Therapies typically include glucocorticoids and, especially for s

Therapies typically include glucocorticoids and, especially for small and medium vessel vasculitis, an effective immunosuppressive agent. Cyclophosphamide is currently the standard therapy for small vessel multi-system vasculitis, but other agents are now being evaluated in large randomized trials. Comorbidity is common in patients with vasculitis, including the cumulative effects of potentially toxic therapy. Long-term evaluation of patients is important in order to detect and manage relapses.
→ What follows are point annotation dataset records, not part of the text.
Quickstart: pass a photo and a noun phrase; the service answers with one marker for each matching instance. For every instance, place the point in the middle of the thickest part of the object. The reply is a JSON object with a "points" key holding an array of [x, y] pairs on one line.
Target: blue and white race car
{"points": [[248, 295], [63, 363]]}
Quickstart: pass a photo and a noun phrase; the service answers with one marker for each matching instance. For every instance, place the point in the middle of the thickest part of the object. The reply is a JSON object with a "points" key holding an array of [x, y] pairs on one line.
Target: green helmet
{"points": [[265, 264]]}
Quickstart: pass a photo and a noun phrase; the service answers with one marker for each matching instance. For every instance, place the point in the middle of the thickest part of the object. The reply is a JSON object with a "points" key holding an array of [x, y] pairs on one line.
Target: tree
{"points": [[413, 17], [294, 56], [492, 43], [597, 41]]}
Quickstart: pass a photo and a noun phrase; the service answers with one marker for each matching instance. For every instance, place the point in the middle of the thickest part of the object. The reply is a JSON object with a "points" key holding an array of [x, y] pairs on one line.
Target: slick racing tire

Primary systemic vasculitis has an incidence of more than 100 new cases per million [1]. Pathogenic mechanisms remain uncertain, although understanding the viral aetiology of some

forms of polyarteritis nodosa (linked to hepatitis B) and cryoglobulinaemic vasculitis (linked to hepatitis C) has allowed a more tailored management approach [2,3]. Despite a significant

Peptide 17 reduction in mortality as a result of standard immunosuppression, most patients experience poor quality of life, characterized by relapse, persisting low-grade disease activity and increasing burden of drug toxicity [4–6]. Factors influencing remission, relapse and survival include type of immunosuppressive therapy, type of organ involvement, presence of anti-neutrophil cytoplasm antibodies (ANCA), older age and male gender [7]. A structured approach, based on careful disease staging and evaluation, is the cornerstone of good disease management [8]. The relationship GSK126 in vitro between ANCA and Wegener’s granulomatosis and microscopic polyangiitis suggests a pathogenic role [9]. Targeting ANCA or monitoring levels to assess disease activity have both been attempted as treatment strategies, but with limited success [10–12]. Initial evaluation includes a comprehensive clinical assessment, serological tests, histology and radiology. For subsequent evaluations, it is effective and practical to measure clinical disease status for most patients with small

and medium vessel vasculitis [8]. For large vessel disease such as Takayasu’s arteritis, while radiological assessment of vascular C-X-C chemokine receptor type 7 (CXCR-7) anatomy is possible, the correlation of imaging findings may be poor [13]. Therapy is based on the pattern of vasculitis and on careful evaluation of the extent and activity of disease. We will review the evidence for treatment including glucocorticoids and immunosuppressive agents in different forms of vasculitis. There is increasing experience in the use of more specific biological therapies in patients with vasculitis which will also be discussed. The subtlety and diversity of symptoms in the initial phase of vasculitis can be a real diagnostic problem, and thus early recognition of a vasculitic condition relies on the experience of a team of dedicated professionals from several different subspecialties, including laboratory medicine.